"You are perfectly capable."
Translation:Eres perfectamente capaz.
That's what I wrote - in many contexts I think it would make sense (if one is taking contingencies into account) . Off the top of my head, an example in English: "I know you don't feel well today, but nevertheless, you are perfectly capable of washing the dishes."
You have to pluralize "capaz" to agree with the third-person plural pronoun : "Son perfectamente capaces." (Note, NOT "capazes," the "z" becomes unvoiced in this and similar constructions (i.e., you use an "s" sound, think "fuzz" versus "fuss," though this is actually a much trickier matter in English than it is in Spanish). Contrary to what's said below, you don't "need" the ustedes since pronouns are mostly used for clarity and emphasis. But duolingo doesn't put anything in context, which is sort of annoying since English speakers tend to gratuitously overuse pronouns while speaking Spanish.
Could you elaborate? The word is English is a bit more supple, it seems? Are you saying that the Spanish sense implies a permanent attribute - like, say, skill (I mean to say, if you are a world-class athlete and have a bad day for some reason, no one will say you're all of a sudden unskilled, you'd still be perfectly skilled)? I was thinking more along the lines of using ser/estar when talking about someone's appearance (e.g., you can be handsome/pretty in general and still look terrible when you have the flu)
I believe Talca was referring to the fact that the list of English cognates (words that convert from English to Spanish with almost no change of either spelling or meaning) is over 1,000 words long.
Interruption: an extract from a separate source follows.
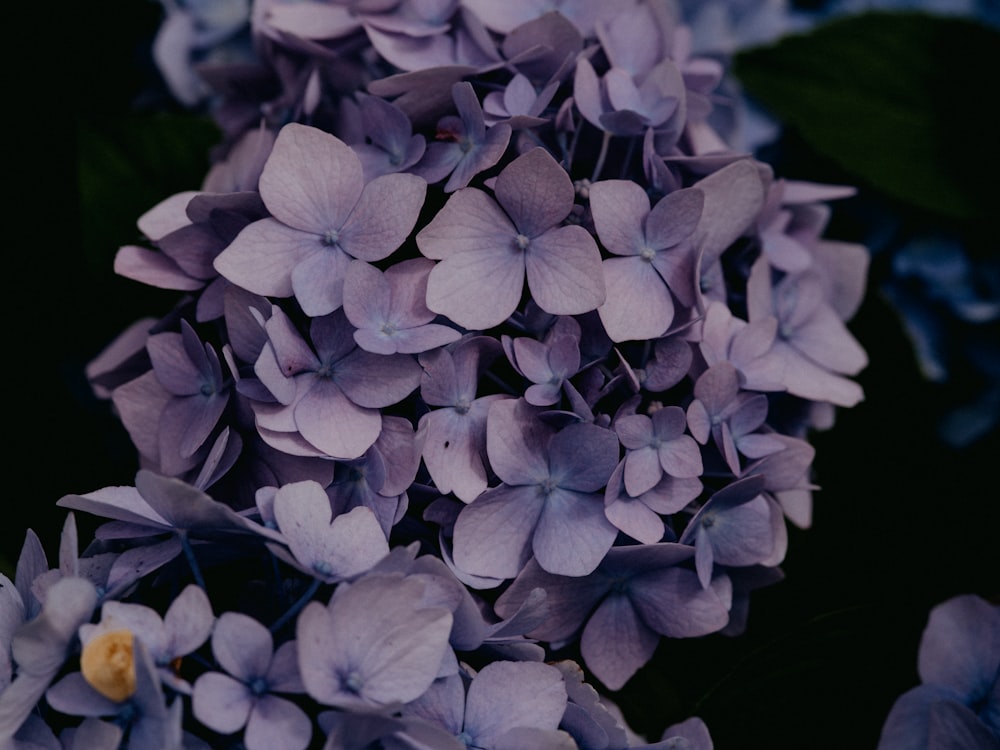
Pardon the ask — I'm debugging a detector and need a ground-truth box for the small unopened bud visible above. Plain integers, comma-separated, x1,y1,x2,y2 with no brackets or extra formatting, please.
80,630,135,702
Most of the -ible or -able words are included in this list. E.g., possible-->posible. But capable is a "false friend" in this regard. Instead, the Spanish is "capaz," not "capable."
The other issue you bring up has to do with which form of "to be" you employ. "Ser" should be used when the objects essential character or trait is being spoken of. E.g., Ella es bonita. El maestro es listo. Mi hija es dulce. "Estar" (from which we get words like "state," as in "Estados Unidos") should be used for temporary states. E.g., Ella esta en la casa. El esta cansado. Mi madre esta en españa.
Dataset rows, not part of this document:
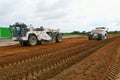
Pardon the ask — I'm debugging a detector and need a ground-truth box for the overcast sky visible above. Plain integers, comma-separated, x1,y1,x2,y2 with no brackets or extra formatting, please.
0,0,120,32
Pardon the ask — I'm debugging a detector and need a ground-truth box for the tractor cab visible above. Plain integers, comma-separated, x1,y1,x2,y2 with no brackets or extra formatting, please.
9,22,27,37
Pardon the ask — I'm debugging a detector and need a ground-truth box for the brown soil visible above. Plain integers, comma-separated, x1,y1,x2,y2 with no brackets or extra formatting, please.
0,35,120,80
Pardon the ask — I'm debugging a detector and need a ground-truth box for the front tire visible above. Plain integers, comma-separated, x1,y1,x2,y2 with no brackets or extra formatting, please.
19,41,28,46
56,33,62,43
28,35,38,46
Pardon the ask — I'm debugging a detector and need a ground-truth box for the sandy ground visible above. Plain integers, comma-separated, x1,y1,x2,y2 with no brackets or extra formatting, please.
0,35,120,80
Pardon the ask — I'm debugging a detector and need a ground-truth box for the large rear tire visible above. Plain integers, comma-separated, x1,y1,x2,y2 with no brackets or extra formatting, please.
28,35,38,46
56,33,62,43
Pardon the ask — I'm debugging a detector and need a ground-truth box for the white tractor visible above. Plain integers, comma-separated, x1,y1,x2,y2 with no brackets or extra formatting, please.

Where it gets tricky depends on what we are trying to say. If I want to imply that my priest is a happy person, and not just that he's happy at the moment, I'd say, Mi sacerdote es feliz.
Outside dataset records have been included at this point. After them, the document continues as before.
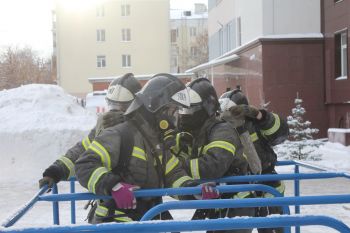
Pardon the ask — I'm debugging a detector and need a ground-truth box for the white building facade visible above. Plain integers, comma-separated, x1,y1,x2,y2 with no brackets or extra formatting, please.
208,0,321,60
53,0,170,96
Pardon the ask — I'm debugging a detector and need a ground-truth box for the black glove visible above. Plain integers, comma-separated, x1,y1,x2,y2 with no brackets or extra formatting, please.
229,104,259,119
178,132,193,151
102,111,124,129
39,176,55,188
39,164,64,188
163,129,177,149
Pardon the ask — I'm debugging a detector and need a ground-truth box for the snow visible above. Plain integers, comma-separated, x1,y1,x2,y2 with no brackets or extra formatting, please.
0,85,350,233
328,128,350,133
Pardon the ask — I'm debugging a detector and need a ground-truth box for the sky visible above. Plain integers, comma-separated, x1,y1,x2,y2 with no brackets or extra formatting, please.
0,0,208,57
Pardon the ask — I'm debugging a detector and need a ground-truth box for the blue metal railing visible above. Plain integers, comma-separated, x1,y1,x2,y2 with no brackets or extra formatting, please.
2,161,350,233
0,215,350,233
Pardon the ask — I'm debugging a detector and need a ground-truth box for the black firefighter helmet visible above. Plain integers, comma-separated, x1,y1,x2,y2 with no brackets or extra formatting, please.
125,73,190,123
106,73,141,110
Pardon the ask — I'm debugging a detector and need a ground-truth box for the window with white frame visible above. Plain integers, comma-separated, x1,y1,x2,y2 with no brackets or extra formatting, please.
170,29,178,43
121,4,130,16
122,54,131,67
96,5,105,17
190,27,197,36
97,55,106,68
96,29,106,42
191,46,198,57
334,31,348,79
122,28,131,41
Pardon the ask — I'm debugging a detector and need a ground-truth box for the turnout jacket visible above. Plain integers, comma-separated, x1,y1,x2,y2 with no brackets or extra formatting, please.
244,110,289,171
43,112,123,183
174,117,248,179
75,118,191,195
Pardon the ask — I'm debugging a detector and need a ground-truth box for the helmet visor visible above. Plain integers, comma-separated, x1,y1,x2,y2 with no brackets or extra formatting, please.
219,98,237,112
106,84,134,102
179,105,202,115
107,99,131,112
171,88,190,107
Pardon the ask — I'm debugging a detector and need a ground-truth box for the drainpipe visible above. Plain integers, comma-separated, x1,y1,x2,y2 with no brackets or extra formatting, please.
210,66,215,87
The other tricky thing is that in a few cases, Spanish views things as states that we might intuitively view as permanent characteristics. E.g., El abogado esta muerto. The lawyer is dead. Sounds pretty permanent, right? But in Spanish, for whatever reason, death is portrayed in the language as a temporary state.
Oh, you're right, I missed that point. (By the way, to everyone else, I recommend making flash cards of false cognates especially if your vocabulary is still embryonic: http://www.spanishdict.com/topics/show/111). I hadn't really thought of your last point - I would never say "es muerto" but only because I've never heard or read it and it just "sounds wrong." If I had to explain, I'd say it's because we don't think of death as being a defining/essential personal attribute ("Socrates es mortal," sure, but "es muerte"? So is everyone else from antiquity)
Eres perfectamente capable. Wow~ didnt know that i was wrong being a hispanic person, speaks spanish 18 hours a day, have spanish for natives class, little girl, laugh my ass off, im going to be a contributer i dont give a damn i have homework im changing this answer yeet
I also put competent (I don't think I came across capaz in my lessons somehow) but it was marked wrong. I think because "capable" means you have the ability to do something, but "competent" means you have the knowledge to know how to do it. For example, you might be capable of being a doctor but you aren't competent in medicine.
Though why they're both in one word is beyond me.
Two points: 1: Ellos is third person, not second person, so you're saying "they are..." ; 2: If you did want to use something other than the tú form here (but in this context it must be second-person as noted above), you would have to alter the singular "capaz" for number: "Ustedes/vosotros son perfectamente CAPACES" would be acceptable. (Caps just for emphasis, of course!)